Ask G&G

Ask G&G: Hair of the Dog and Hints for Dogwoods

Trivial pups, hangover truths, and trimming trees

Illustration: BRITT SPENCER


Does God have an existential justification for dogs that don’t hunt, or work sheep, cattle, or farms? We think not.

That darn distribution list for God’s memo on the plans for the canine species—I swear I was on it, but a lot’s happened since dogs first migrated across the land bridge from Siberia in the Upper Paleolithic, and my office is a colossal mess. Increasingly less of the genetic engineering of canines has remained in divine hands in the twenty-odd millennia since we began domesticating dogs. The reason you can’t find a legitimate basis for Chins, Havanese, or that pint-size Chinese crested thing is that there is none. In King James’s lingua franca, God forsook them, leaving the dog-furtherance project to humans, exactly as so disastrously happened in politics, war, law, trade, and other major areas of life. Dogs became frilly mirrors of their owners. What to do? The taxonomy informs us that the breeds with no discernible raison d’être are, technically, canines, and their owners are numerous, so, as the Bible also teaches us, be kind. People lay on every sort of affectation in this life. You don’t have to invite them over to Thanksgiving, but you should always listen politely and extend yourself when possible. You never know which local dowager duchess is going to turn up at your phone-book cocktail do with a Bolonka in her purse. Ignore the dog, respect the duchess. You may need her in your corner one day.

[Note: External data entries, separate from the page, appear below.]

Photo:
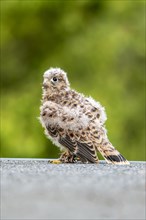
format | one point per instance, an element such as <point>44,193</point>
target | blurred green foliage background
<point>100,44</point>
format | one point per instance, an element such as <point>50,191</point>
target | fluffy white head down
<point>56,72</point>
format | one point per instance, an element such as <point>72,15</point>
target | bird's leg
<point>68,157</point>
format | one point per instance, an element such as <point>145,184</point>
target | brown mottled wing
<point>85,152</point>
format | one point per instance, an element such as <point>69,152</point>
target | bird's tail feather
<point>111,155</point>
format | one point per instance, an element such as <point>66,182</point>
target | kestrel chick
<point>74,123</point>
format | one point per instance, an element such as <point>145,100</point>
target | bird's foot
<point>67,157</point>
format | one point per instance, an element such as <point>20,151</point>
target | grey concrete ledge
<point>35,189</point>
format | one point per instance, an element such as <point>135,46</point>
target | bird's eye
<point>55,79</point>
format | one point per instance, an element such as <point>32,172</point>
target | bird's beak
<point>45,86</point>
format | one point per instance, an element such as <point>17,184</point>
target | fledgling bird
<point>74,123</point>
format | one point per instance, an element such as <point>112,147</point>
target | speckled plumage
<point>74,123</point>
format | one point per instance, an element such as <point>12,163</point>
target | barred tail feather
<point>111,155</point>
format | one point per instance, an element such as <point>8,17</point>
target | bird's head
<point>55,80</point>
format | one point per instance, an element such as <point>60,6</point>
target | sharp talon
<point>54,161</point>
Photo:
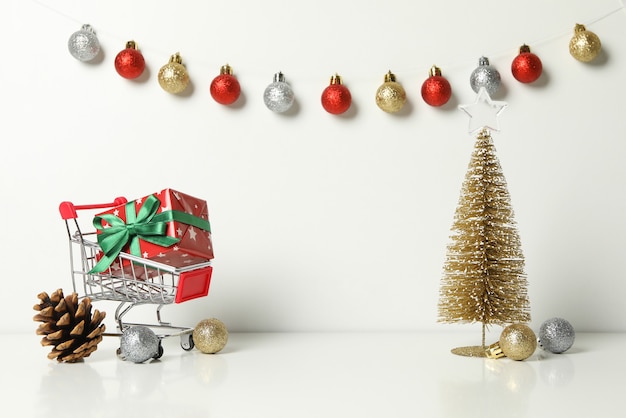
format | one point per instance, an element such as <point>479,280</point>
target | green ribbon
<point>146,225</point>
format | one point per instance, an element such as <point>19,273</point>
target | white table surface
<point>318,375</point>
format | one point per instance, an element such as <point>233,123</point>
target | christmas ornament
<point>336,98</point>
<point>210,336</point>
<point>390,96</point>
<point>129,63</point>
<point>173,76</point>
<point>556,335</point>
<point>139,344</point>
<point>225,88</point>
<point>278,96</point>
<point>526,67</point>
<point>484,279</point>
<point>436,90</point>
<point>584,45</point>
<point>68,325</point>
<point>517,342</point>
<point>83,44</point>
<point>486,76</point>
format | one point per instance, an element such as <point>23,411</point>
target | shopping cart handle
<point>68,209</point>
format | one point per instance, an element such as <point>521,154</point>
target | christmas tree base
<point>470,351</point>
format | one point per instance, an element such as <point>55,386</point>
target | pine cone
<point>68,325</point>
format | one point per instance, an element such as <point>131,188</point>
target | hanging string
<point>448,66</point>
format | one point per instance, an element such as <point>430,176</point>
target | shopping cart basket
<point>140,281</point>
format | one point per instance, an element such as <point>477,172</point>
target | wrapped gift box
<point>170,227</point>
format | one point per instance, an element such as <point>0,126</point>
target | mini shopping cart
<point>141,281</point>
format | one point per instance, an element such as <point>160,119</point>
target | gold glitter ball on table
<point>390,96</point>
<point>173,76</point>
<point>518,342</point>
<point>584,45</point>
<point>210,336</point>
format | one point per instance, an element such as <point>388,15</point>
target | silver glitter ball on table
<point>83,44</point>
<point>278,96</point>
<point>485,76</point>
<point>139,344</point>
<point>556,335</point>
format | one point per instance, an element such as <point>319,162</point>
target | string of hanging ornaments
<point>436,91</point>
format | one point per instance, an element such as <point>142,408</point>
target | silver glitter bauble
<point>556,335</point>
<point>83,44</point>
<point>210,335</point>
<point>485,76</point>
<point>278,96</point>
<point>139,344</point>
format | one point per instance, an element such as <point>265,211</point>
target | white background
<point>320,222</point>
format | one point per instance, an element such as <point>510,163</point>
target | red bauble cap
<point>225,88</point>
<point>436,90</point>
<point>526,67</point>
<point>129,63</point>
<point>336,98</point>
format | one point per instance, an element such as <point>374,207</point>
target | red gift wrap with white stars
<point>194,246</point>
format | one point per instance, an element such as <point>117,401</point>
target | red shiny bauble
<point>129,63</point>
<point>436,89</point>
<point>526,67</point>
<point>336,98</point>
<point>225,88</point>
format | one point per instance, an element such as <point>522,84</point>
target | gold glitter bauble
<point>210,336</point>
<point>173,76</point>
<point>584,45</point>
<point>390,96</point>
<point>518,342</point>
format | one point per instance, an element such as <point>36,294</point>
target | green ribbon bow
<point>146,225</point>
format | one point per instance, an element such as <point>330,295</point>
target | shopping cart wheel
<point>186,342</point>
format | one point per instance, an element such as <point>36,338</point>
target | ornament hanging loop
<point>279,77</point>
<point>434,71</point>
<point>176,58</point>
<point>390,77</point>
<point>226,69</point>
<point>336,79</point>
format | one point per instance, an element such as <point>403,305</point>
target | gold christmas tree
<point>484,279</point>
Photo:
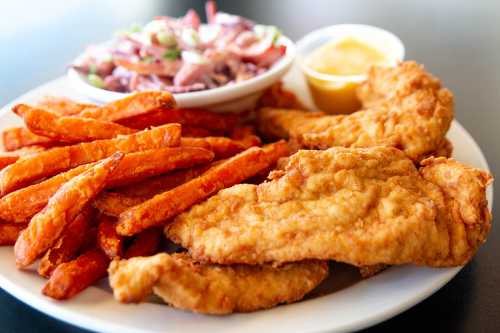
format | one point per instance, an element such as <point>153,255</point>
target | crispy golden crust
<point>55,160</point>
<point>157,210</point>
<point>146,243</point>
<point>10,232</point>
<point>404,107</point>
<point>45,228</point>
<point>369,271</point>
<point>70,129</point>
<point>360,206</point>
<point>213,289</point>
<point>464,191</point>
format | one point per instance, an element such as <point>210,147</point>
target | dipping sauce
<point>341,65</point>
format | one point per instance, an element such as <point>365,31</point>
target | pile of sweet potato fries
<point>83,184</point>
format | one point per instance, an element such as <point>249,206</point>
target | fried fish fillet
<point>403,107</point>
<point>362,206</point>
<point>213,289</point>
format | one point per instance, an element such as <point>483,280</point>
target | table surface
<point>459,41</point>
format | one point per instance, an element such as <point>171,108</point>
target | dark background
<point>459,41</point>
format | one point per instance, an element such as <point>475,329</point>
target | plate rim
<point>59,311</point>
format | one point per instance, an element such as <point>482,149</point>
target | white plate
<point>355,303</point>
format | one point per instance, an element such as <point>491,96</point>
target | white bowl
<point>237,97</point>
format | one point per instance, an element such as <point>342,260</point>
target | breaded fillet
<point>362,206</point>
<point>213,289</point>
<point>403,107</point>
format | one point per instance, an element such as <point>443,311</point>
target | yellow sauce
<point>342,58</point>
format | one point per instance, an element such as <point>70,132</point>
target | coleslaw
<point>182,54</point>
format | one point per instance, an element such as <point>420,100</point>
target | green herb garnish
<point>172,54</point>
<point>96,81</point>
<point>148,59</point>
<point>92,68</point>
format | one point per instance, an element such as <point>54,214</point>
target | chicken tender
<point>213,289</point>
<point>403,107</point>
<point>361,206</point>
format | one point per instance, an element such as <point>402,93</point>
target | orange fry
<point>145,164</point>
<point>164,206</point>
<point>55,160</point>
<point>113,203</point>
<point>69,129</point>
<point>145,244</point>
<point>137,104</point>
<point>18,137</point>
<point>155,185</point>
<point>108,240</point>
<point>10,157</point>
<point>45,227</point>
<point>246,135</point>
<point>67,245</point>
<point>20,205</point>
<point>221,146</point>
<point>186,117</point>
<point>63,106</point>
<point>195,132</point>
<point>10,232</point>
<point>70,278</point>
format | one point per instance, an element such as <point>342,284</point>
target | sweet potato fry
<point>70,278</point>
<point>164,206</point>
<point>221,146</point>
<point>195,132</point>
<point>55,160</point>
<point>10,232</point>
<point>155,185</point>
<point>67,246</point>
<point>18,137</point>
<point>145,244</point>
<point>10,157</point>
<point>137,104</point>
<point>110,243</point>
<point>145,164</point>
<point>113,203</point>
<point>45,227</point>
<point>20,205</point>
<point>69,129</point>
<point>62,105</point>
<point>186,117</point>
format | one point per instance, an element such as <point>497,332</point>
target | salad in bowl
<point>185,56</point>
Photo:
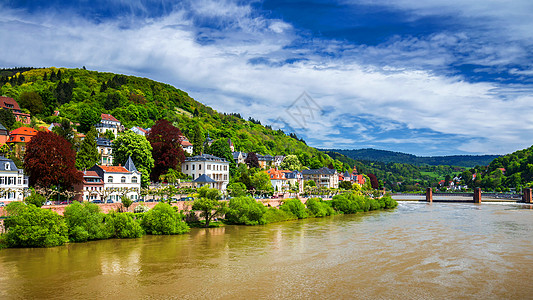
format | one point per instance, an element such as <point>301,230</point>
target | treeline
<point>79,94</point>
<point>369,154</point>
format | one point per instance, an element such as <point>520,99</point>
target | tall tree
<point>88,154</point>
<point>7,118</point>
<point>140,150</point>
<point>50,160</point>
<point>197,140</point>
<point>166,148</point>
<point>88,117</point>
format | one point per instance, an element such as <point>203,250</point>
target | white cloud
<point>489,116</point>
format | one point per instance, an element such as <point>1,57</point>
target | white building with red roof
<point>108,122</point>
<point>11,104</point>
<point>119,181</point>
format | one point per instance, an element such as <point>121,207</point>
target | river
<point>417,251</point>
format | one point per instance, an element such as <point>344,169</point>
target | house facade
<point>13,182</point>
<point>212,167</point>
<point>323,177</point>
<point>11,104</point>
<point>108,122</point>
<point>119,181</point>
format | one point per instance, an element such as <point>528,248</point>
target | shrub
<point>318,208</point>
<point>123,225</point>
<point>30,226</point>
<point>163,219</point>
<point>296,207</point>
<point>245,210</point>
<point>273,215</point>
<point>85,222</point>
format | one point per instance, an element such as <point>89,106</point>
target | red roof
<point>108,117</point>
<point>7,102</point>
<point>114,169</point>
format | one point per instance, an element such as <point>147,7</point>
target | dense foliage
<point>164,219</point>
<point>31,226</point>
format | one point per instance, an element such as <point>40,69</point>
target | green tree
<point>291,162</point>
<point>164,219</point>
<point>31,101</point>
<point>7,118</point>
<point>140,150</point>
<point>85,222</point>
<point>88,154</point>
<point>30,226</point>
<point>88,117</point>
<point>208,204</point>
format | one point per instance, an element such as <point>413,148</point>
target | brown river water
<point>417,251</point>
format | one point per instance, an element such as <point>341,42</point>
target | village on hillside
<point>109,179</point>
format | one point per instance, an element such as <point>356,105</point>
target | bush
<point>30,226</point>
<point>273,215</point>
<point>163,219</point>
<point>318,208</point>
<point>245,210</point>
<point>85,222</point>
<point>296,207</point>
<point>123,225</point>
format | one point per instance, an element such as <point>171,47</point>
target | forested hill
<point>404,158</point>
<point>81,96</point>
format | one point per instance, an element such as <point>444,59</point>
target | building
<point>4,135</point>
<point>212,167</point>
<point>18,139</point>
<point>11,104</point>
<point>119,181</point>
<point>323,177</point>
<point>140,131</point>
<point>108,122</point>
<point>13,182</point>
<point>105,149</point>
<point>91,188</point>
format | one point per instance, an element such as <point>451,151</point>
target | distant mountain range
<point>370,154</point>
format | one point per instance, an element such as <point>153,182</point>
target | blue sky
<point>424,77</point>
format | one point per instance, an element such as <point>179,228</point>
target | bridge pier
<point>477,195</point>
<point>429,195</point>
<point>527,195</point>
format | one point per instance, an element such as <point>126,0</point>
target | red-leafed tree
<point>50,160</point>
<point>373,181</point>
<point>166,148</point>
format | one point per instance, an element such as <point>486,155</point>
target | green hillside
<point>385,156</point>
<point>140,102</point>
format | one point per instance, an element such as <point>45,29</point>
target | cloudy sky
<point>425,77</point>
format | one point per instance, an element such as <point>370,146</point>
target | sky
<point>440,77</point>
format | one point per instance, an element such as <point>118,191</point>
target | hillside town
<point>109,179</point>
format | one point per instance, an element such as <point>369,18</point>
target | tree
<point>251,160</point>
<point>209,205</point>
<point>7,118</point>
<point>88,154</point>
<point>197,140</point>
<point>166,148</point>
<point>31,101</point>
<point>50,160</point>
<point>291,162</point>
<point>140,150</point>
<point>30,226</point>
<point>88,117</point>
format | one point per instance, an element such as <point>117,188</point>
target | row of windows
<point>214,167</point>
<point>122,179</point>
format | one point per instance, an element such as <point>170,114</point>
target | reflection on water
<point>419,250</point>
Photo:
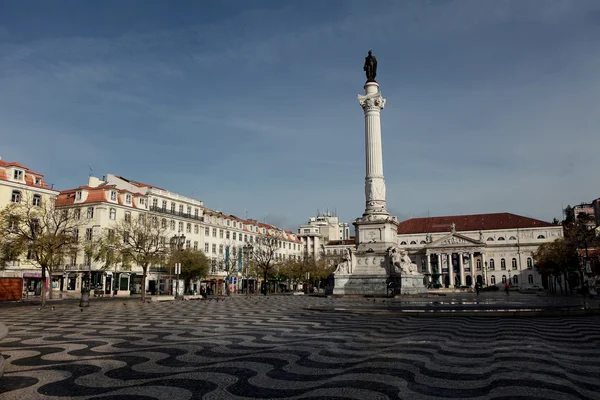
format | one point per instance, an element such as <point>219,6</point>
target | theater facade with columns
<point>491,249</point>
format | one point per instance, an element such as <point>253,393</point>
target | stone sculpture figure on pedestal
<point>370,67</point>
<point>345,267</point>
<point>401,262</point>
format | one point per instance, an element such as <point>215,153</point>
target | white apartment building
<point>19,184</point>
<point>104,202</point>
<point>319,231</point>
<point>227,238</point>
<point>221,237</point>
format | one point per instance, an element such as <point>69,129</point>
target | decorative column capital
<point>371,102</point>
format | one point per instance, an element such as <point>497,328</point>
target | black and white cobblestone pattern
<point>272,348</point>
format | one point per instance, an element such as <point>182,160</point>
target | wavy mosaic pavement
<point>273,348</point>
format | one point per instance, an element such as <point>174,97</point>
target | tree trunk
<point>559,284</point>
<point>50,293</point>
<point>43,286</point>
<point>144,272</point>
<point>265,283</point>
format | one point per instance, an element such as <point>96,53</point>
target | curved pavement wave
<point>272,347</point>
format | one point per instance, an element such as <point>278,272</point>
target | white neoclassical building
<point>459,250</point>
<point>454,251</point>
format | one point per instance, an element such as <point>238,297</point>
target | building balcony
<point>161,210</point>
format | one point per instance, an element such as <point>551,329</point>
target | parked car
<point>533,287</point>
<point>491,288</point>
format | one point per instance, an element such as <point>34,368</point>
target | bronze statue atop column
<point>370,67</point>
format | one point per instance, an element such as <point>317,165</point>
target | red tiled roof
<point>475,222</point>
<point>341,242</point>
<point>139,184</point>
<point>29,174</point>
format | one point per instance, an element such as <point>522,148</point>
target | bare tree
<point>194,264</point>
<point>264,256</point>
<point>46,234</point>
<point>142,240</point>
<point>230,262</point>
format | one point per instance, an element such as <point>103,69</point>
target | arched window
<point>16,196</point>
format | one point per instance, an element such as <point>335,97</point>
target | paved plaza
<point>280,347</point>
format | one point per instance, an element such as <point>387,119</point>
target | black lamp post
<point>179,241</point>
<point>84,301</point>
<point>248,248</point>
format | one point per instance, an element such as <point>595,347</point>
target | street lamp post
<point>248,254</point>
<point>179,241</point>
<point>485,282</point>
<point>84,301</point>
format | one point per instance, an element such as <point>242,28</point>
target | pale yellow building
<point>18,185</point>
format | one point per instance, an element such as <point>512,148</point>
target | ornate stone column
<point>372,103</point>
<point>472,268</point>
<point>484,267</point>
<point>3,334</point>
<point>450,270</point>
<point>463,280</point>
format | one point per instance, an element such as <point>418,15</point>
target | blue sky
<point>250,106</point>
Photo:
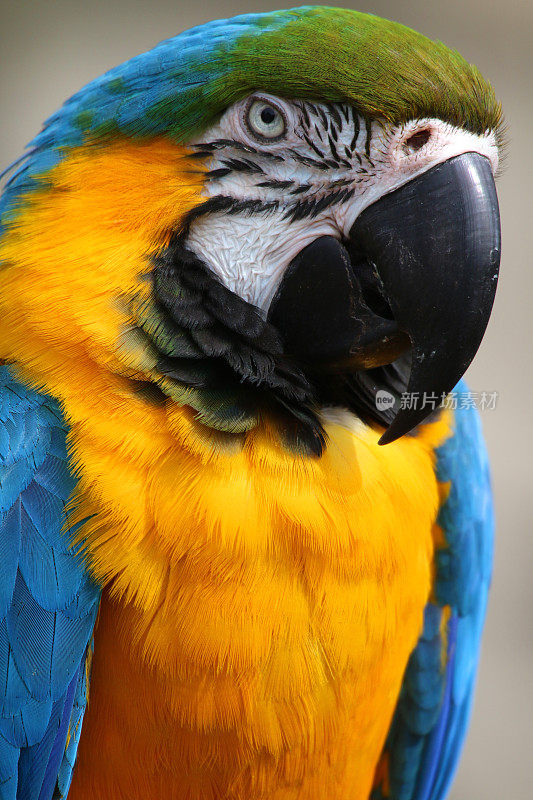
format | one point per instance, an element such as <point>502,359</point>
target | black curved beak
<point>422,269</point>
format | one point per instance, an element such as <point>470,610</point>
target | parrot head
<point>260,218</point>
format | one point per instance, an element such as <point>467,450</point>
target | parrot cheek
<point>420,271</point>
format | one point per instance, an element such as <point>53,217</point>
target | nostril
<point>416,141</point>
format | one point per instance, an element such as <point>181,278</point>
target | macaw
<point>246,547</point>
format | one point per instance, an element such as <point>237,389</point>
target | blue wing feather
<point>48,602</point>
<point>433,711</point>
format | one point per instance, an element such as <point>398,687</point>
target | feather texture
<point>430,724</point>
<point>44,630</point>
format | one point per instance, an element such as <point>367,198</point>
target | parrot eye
<point>264,120</point>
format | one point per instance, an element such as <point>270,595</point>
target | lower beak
<point>420,270</point>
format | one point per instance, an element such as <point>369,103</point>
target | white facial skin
<point>314,152</point>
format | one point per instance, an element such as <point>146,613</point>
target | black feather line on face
<point>237,351</point>
<point>213,343</point>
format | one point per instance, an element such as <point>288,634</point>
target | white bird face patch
<point>283,173</point>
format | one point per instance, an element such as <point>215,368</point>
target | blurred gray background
<point>50,48</point>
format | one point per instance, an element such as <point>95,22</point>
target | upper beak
<point>423,270</point>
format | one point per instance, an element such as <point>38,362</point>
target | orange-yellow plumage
<point>261,606</point>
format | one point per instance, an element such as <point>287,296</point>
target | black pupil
<point>268,115</point>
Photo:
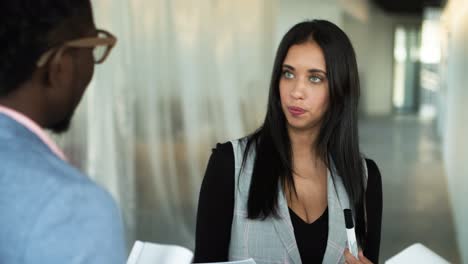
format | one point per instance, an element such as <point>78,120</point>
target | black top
<point>216,206</point>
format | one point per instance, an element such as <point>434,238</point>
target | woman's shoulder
<point>223,149</point>
<point>373,173</point>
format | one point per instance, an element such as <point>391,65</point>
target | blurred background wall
<point>187,74</point>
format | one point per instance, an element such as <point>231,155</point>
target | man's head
<point>47,58</point>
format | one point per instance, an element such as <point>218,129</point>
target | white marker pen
<point>352,244</point>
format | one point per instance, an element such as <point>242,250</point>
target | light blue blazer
<point>49,211</point>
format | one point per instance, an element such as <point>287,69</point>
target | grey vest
<point>272,240</point>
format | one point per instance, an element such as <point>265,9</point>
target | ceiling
<point>413,7</point>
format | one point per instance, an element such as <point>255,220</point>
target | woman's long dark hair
<point>338,136</point>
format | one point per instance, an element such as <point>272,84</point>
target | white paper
<point>246,261</point>
<point>151,253</point>
<point>416,253</point>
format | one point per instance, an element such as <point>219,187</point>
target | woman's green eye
<point>288,75</point>
<point>315,79</point>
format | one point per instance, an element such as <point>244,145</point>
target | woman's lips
<point>296,111</point>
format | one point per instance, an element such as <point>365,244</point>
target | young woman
<point>278,195</point>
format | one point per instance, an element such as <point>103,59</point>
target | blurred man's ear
<point>59,74</point>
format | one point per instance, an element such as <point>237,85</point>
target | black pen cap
<point>348,218</point>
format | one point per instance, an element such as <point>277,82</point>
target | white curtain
<point>184,75</point>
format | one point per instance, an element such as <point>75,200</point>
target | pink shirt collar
<point>33,127</point>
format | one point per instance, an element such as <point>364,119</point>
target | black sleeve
<point>215,207</point>
<point>374,211</point>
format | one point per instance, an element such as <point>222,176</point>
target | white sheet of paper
<point>416,253</point>
<point>246,261</point>
<point>150,253</point>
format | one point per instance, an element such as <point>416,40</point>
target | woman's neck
<point>303,144</point>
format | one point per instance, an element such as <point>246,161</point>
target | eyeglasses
<point>102,44</point>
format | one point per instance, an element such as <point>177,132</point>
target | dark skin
<point>53,92</point>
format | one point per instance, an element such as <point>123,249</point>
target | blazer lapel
<point>285,230</point>
<point>337,197</point>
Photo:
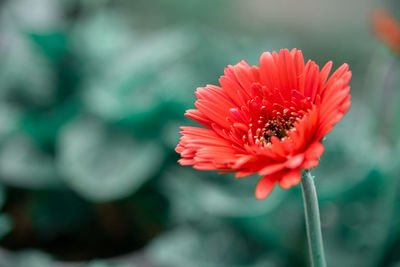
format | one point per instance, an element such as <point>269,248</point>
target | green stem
<point>313,223</point>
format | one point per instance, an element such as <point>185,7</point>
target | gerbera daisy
<point>268,119</point>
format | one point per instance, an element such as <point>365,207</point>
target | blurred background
<point>92,94</point>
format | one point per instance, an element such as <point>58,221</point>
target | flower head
<point>268,119</point>
<point>387,29</point>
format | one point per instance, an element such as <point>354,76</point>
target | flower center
<point>273,127</point>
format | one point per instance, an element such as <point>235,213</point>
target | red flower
<point>268,120</point>
<point>387,29</point>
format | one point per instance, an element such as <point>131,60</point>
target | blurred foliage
<point>92,94</point>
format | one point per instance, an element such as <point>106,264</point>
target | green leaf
<point>104,165</point>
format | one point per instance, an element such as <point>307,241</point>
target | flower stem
<point>313,224</point>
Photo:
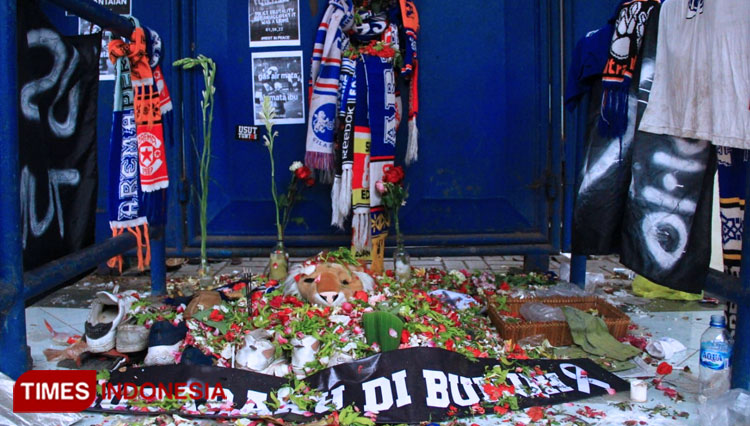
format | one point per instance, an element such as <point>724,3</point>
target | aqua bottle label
<point>715,355</point>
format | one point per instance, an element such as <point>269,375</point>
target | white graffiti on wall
<point>612,155</point>
<point>49,40</point>
<point>29,219</point>
<point>665,230</point>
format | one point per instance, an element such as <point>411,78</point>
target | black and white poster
<point>278,75</point>
<point>273,22</point>
<point>403,386</point>
<point>646,196</point>
<point>57,100</point>
<point>121,7</point>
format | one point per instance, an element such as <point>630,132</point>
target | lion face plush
<point>327,283</point>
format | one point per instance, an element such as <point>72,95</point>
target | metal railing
<point>16,287</point>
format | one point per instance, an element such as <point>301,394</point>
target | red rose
<point>663,369</point>
<point>216,315</point>
<point>361,295</point>
<point>500,410</point>
<point>303,173</point>
<point>535,413</point>
<point>393,174</point>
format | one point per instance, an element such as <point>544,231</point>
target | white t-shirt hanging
<point>701,87</point>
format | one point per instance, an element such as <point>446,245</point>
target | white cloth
<point>664,348</point>
<point>701,86</point>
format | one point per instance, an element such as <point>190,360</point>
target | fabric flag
<point>624,49</point>
<point>324,86</point>
<point>647,196</point>
<point>125,197</point>
<point>341,192</point>
<point>731,165</point>
<point>410,20</point>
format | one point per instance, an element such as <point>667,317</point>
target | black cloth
<point>58,79</point>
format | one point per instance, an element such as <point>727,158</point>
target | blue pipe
<point>12,313</point>
<point>741,355</point>
<point>99,15</point>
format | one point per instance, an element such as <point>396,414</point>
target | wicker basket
<point>557,332</point>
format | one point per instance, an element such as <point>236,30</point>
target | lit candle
<point>638,391</point>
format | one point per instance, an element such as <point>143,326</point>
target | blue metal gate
<point>489,162</point>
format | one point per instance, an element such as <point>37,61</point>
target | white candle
<point>638,391</point>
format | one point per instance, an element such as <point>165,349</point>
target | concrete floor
<point>67,308</point>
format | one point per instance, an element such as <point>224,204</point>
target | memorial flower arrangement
<point>208,67</point>
<point>393,195</point>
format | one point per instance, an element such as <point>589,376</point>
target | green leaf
<point>378,328</point>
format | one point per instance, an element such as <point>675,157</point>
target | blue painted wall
<point>489,129</point>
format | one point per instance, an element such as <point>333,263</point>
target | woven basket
<point>557,332</point>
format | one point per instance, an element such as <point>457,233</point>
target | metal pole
<point>741,355</point>
<point>12,313</point>
<point>99,15</point>
<point>158,264</point>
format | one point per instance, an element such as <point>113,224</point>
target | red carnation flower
<point>361,295</point>
<point>216,315</point>
<point>663,369</point>
<point>393,174</point>
<point>535,413</point>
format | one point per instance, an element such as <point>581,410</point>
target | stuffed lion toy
<point>324,282</point>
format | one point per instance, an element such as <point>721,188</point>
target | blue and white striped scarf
<point>324,86</point>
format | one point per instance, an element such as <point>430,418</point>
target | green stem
<point>399,237</point>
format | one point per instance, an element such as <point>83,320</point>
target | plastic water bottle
<point>716,353</point>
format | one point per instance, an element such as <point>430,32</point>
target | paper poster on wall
<point>273,22</point>
<point>121,7</point>
<point>278,75</point>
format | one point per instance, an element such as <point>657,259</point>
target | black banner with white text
<point>402,386</point>
<point>58,87</point>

Damn holidays! Can it be that the old-school hair of the dog is still the best hangover remedy?

Medically, no, but as Hemingway wrote, isn’t it pretty to think so? Fond as we are of quixotic causes in the South, it’s fair to say that tactical morning-after imbibing does have its believers. My grandmother Minnie favored a bright, peppery Bloody Mary, which carries the sting you might think you need and the whisper of a healthy choice behind its tomato masquerade. It’s the morning after, so take a bite of that chilled celery stalk and chin-chin, baby! But as we say in hospital work, that’s all just OT—occupational therapy—freighting your liver just as it grinds down the bucket of toxins in which you were so delighted to pickle it last night. By the way, the biological mechanics of a hangover are lose-lose; the only cure is time. Over a period of hours, the liver relies on two enzymes, alcohol dehydrogenase and aldehyde dehydrogenase, to break down the booze in your taxed system. You may nap, gobble aspirin, and/or drink like a sailor on leave, but no gin fizz, no Bloody, no mimosa, no whatever spritz, nothing you consume, including food, will speed up the process. The metaphor itself is your reminder. Prior to a rabies vaccine, folks held that placing the “hair of the dog that bit you” into a wound would heal you. Worked out just peachy, right?

We have a few dogwoods scattered about the place. Pruning suggestions?

A crisp, clear January day is the moment for addressing any Cornus florida. Don’t put it off until spring; cuts will bleed sap, and left open, those wounds provide entryways for illness. The trees only get to twenty-five or thirty feet, so their trunks are short. Some dogwood characteristics seem bush-like, such as the horizontal lower limbs and the propensity for generating double trunks, but those cause the dramatically round, full spring crown to extend its pinky-white coat of four-leafed bracts toward the ground. If it’s a young tree, then your first decision is whether you want it to carry a horizontal silhouette with multiple trunks or express itself vertically with a single one. Within that choice lie infinite variations of opening or closing the canopy. To lengthen the vertical reach of an older single-trunk dogwood, you could weigh the careful removal of lower branches. Either way, Cornus florida of any age bear a delicate, musical air you’ll want to hone rather than blunt. Caring for them is a yearslong game much like that played by Japanese bonsai masters, who call their bedrock tenet wabi-sabi. No, that’s not the delightful green condiment served with sushi; roughly translated, the phrase means “beauty through imperfection.” Among your dogwoods, you’re not chasing perfection. You’re helping perfectly imperfect beauty be itself.